Six in 10 business leaders at large companies believe that it’s extremely important to deliver real-time customer interactions across touch points and devices today, and 8 in 10 feel that it will be extremely important in 2 years’ time, according to a SAS-sponsored study [download page] conducted by Harvard Business Review (HBR) Analytics Services.
But while business leaders recognize the importance of real-time analytics, they haven’t attained strong levels of success. In fact, respondents were twice as likely to say they’re not effective (30%) than to say they’re very effective (16%) at delivering real-time customer interactions across touch points and devices.
In an effort to change that, 7 in 10 have increased their investments in the past year, including one-third who have spent significantly more. These investments are being made primarily to scale customer-centered decisions and actions across business functions and to design contextual customer engagements across their journey.
Presumably those business drivers are also looking to combat the main obstacles to real-time customer analytics, which revolve around the legacy systems, data silos and organizational silos that have become a common refrain in data-driven initiatives.
Which Customer Systems Are Critical?
If legacy systems are a hindrance, then it stands to reason that organizations will need to invest in new technologies to achieve their desired real-time customer analytics.
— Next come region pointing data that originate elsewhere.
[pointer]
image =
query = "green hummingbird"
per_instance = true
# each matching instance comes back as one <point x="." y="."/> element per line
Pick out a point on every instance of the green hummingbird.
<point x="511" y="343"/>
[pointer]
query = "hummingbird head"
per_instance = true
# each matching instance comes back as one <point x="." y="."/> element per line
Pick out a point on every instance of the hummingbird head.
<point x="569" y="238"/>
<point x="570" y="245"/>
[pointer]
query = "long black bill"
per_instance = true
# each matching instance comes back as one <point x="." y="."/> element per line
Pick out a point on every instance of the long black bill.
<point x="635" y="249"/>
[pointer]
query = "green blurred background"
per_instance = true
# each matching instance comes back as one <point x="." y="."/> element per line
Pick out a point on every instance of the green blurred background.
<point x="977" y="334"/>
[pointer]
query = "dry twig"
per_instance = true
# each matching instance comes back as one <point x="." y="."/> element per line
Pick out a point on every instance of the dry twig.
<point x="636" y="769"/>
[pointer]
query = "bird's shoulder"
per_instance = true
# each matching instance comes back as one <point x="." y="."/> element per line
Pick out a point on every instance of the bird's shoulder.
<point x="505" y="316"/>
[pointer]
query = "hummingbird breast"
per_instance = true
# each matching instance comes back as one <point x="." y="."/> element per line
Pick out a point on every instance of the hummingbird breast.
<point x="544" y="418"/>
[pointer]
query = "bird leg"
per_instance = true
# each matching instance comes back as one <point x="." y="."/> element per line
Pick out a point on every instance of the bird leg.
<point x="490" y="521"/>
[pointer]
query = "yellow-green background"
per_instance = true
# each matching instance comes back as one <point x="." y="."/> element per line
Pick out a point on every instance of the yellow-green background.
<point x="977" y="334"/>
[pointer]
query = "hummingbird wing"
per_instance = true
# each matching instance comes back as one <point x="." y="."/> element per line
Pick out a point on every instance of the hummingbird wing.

As the report notes, H&R Block took the approach of investing in a new customer relationship management (CRM) system, and then layered other technologies on top of that.
Having the CRM as the foundational system seems to be the consensus viewpoint from the business leaders surveyed, a logical response given the focus on customers and their interactions. Indeed, 73% view the CRM as very important to their organization’s ability to deliver tailored, targeted, and timely interactions today, and 80% see it as being very important in 2 years’ time.
Next on the list is predictive analytics, which 61% view as very important today and 74% as that important in a couple years’ time.
Interestingly, a recent report from Adobe found that while CRM data remains enterprises’ most common approach taken to augmenting data-driven marketing, reliance on CRM data is diminishing in favor of increasing use of predictive analytics.
Meanwhile the SAS and HBR study finds that social media monitoring is almost as important as predictive analytics today, and will continue to be over the next couple of years.
Among the other systems predicted to grow in importance over the next couple of years are text analytics, intelligent assistants/chat bots, and speech/voice analytics.
While it may seem that there’s a lot of complexity to managing those technologies, the payoffs are large. A majority (58%) of organizations have already seen significant increases in customer retention/loyalty as a result of their use of customer analytics, and around half have also significantly improved their understanding and strength of the customer journey.
Perhaps most importantly, 44% have enjoyed significant growth and revenue generation.
About the Data: The results are based on a survey of 560 business leaders at companies with more than 500 employees (54% at companies with at least 10,000 employees). Respondents came from a variety of industry sectors and job functions, with the North Americans (37%) and EMEA (35%) regions most heavily represented.